This is the second in a series of Milbank client alerts focused on distinguishing characteristics of post-credit crisis CLOs ("CLO 2.0") compared with their pre-2008 predecessors ("CLO 1.0"). In this edition, we will focus on recent trends around "cov-lite loans."
The debate surrounding the potential risks—or lack thereof, depending on one's viewpoint—associated with investing in loans that do not contain financial maintenance covenants, 1 or "cov-lite loans," continues to intensify in the CLO space, driven in part by the limited supply of leveraged loans that are available for purchase by CLO issuers and the steadily decreasing supply of such loans that contain maintenance covenants. So far this year, the proportion of cov-lite loans in the U.S. leveraged loan market has risen to more than 50% of total issuance, which is double the level seen in 2007. 2
To briefly summarize both sides of the issue, some industry participants place little significance on lack of maintenance covenants and instead focus above all on a borrower's creditworthiness, which is in part a function of a borrower's size and sophistication. They reason that it is better to hold a good cov-lite loan than a bad credit with financial maintenance covenants. This group derives comfort from the fact that cov-lite loans provide borrowers with greater flexibility to manage the loan in times of distress, which for well-managed borrowers may well be a better scenario than having lenders dictate how a borrower should run its business. Moreover, this group argues, the existence of a maintenance covenant does not guarantee the covenant will ever be tested. Indeed, with large, sophisticated borrowers, this has often been the case. These arguments are compelling given that cov-lite loans have historically experienced fewer defaults than, and performed no worse from a recovery standpoint than, loans with maintenance covenants.3 In the CLO context, this historical performance data is critical, given the primary objective of the collateral manager at the inception of a CLO to source loans of sufficient credit quality to perform well throughout the life of the CLO. From this standpoint, an exclusive focus on the existence or absence of maintenance covenants can be short-sighted.
On the other side is the "covenant bubble theory" view—that the recent dramatic increase in cov-lite loan origination could extend to companies with poor credit quality, leaving lenders without any meaningful influence when a credit deteriorates. Moreover, this group argues, the historic performance of cov-lite loans may not be relevant if cov-lite loans are now extended to borrowers with weaker credit profiles than in the days of CLO 1.0 originations.
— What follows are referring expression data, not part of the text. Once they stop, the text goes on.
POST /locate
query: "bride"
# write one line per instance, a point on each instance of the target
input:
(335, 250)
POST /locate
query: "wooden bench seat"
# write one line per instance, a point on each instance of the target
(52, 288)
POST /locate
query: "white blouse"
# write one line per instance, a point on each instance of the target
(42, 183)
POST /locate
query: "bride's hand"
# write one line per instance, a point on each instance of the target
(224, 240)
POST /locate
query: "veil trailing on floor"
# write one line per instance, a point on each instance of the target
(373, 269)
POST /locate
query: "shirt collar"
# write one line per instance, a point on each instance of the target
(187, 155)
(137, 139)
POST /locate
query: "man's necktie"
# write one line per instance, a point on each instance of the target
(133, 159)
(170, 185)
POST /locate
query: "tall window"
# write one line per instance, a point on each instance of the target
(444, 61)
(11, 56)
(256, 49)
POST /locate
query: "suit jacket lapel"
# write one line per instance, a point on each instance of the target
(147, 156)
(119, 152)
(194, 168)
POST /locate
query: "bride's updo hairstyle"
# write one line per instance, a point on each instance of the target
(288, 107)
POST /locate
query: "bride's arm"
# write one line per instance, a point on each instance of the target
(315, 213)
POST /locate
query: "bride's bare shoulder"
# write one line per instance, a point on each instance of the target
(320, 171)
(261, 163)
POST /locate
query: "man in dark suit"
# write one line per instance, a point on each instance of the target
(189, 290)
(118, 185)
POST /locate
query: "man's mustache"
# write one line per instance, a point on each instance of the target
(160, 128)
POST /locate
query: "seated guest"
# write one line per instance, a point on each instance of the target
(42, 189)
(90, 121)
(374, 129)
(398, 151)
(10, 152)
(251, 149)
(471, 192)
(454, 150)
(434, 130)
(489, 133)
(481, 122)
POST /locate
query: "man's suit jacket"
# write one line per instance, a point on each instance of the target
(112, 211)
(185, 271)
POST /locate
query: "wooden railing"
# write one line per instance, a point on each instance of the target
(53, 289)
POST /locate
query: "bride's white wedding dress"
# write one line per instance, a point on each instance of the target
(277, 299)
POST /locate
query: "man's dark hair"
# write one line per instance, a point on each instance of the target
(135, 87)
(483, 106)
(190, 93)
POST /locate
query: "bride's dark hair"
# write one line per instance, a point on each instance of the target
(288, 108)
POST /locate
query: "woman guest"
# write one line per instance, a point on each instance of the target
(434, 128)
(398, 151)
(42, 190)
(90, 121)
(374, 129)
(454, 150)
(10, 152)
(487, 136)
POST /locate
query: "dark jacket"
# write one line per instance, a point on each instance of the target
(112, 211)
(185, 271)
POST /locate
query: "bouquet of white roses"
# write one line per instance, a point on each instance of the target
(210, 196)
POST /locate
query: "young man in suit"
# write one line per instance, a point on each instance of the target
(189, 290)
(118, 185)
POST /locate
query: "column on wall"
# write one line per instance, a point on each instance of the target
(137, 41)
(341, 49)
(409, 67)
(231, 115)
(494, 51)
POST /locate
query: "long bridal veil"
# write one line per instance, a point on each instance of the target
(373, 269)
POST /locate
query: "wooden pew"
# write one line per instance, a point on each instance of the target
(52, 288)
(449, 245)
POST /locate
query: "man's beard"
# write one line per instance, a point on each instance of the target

CLO 1.0 documentation dealt with cov-lite loans in a non-uniform manner, with some deals containing no restrictions on issuers owning cov-lite loans (or only containing restrictions with respect to the recovery rate treatment of such loans and providing that cov-lite loans be identified in monthly collateral reports) while other deals imposed caps on the amount of cov-lite loans in an issuer's portfolio, typically in the range of 10-15%. Throughout the beginning of the CLO 2.0 era in 2010 and 2011, cov-lite loan concentration limits were generally 25-30%. In 2012, this figure rose to approximately 30-40%. In 2013, the number has climbed even higher, to around 50-60%, and in some deals as high as 70%.
Lately, as cov-lite loan origination has become the "new normal," the CLO market has adapted not only by increasing the size of cov-lite baskets, but also in some transactions by modifying relevant indenture definitions to allow for even greater flexibility in the purchase of cov-lite loans. For example, some indentures provide for a carve-out that excludes from the definition of "cov-lite loan" any loan that does not contain a maintenance covenant but that is pari passu with, or contains a cross-default to, another loan of the same obligor4 that is subject to a maintenance covenant.5 Another common feature involves permitting the cov-lite concentration limit to be increased with the consent of only a majority of the controlling class of notes.
As for the rating agency response, earlier this year S&P expressed concern with the increase in concentrations of cov-lite loans, specifically noting that cov-lite loans were being issued in the market to borrowers with weaker credit profiles than had been the case in the past.6 Due to the fact that S&P haircuts its recovery ratings of cov-lite loans, S&P recovery ratings have declined over the past year.7 In response, issuers in certain recent transactions have engaged other rating agencies to rate their notes, although S&P still maintains significant market share of the CLO note rating business.
While the performance of a new generation of cov-lite loans remains to be seen, one thing seems certain. For so long as cov-lite loan origination continues to dominate the commercial lending market, we can expect CLOs to continue evolving and adapting to the changing environment. Those who have been active in the CLO market for decades have seen many variations on this theme, from the establishment of concentration limits for synthetic letters of credit to address potential adverse tax consequences to incorporation of delayed draw note features to deal with scarcity of warehouse financing and diminished loan origination. The cov-lite phenomenon surely will not be the last to which the everevolving CLO market will need to adjust.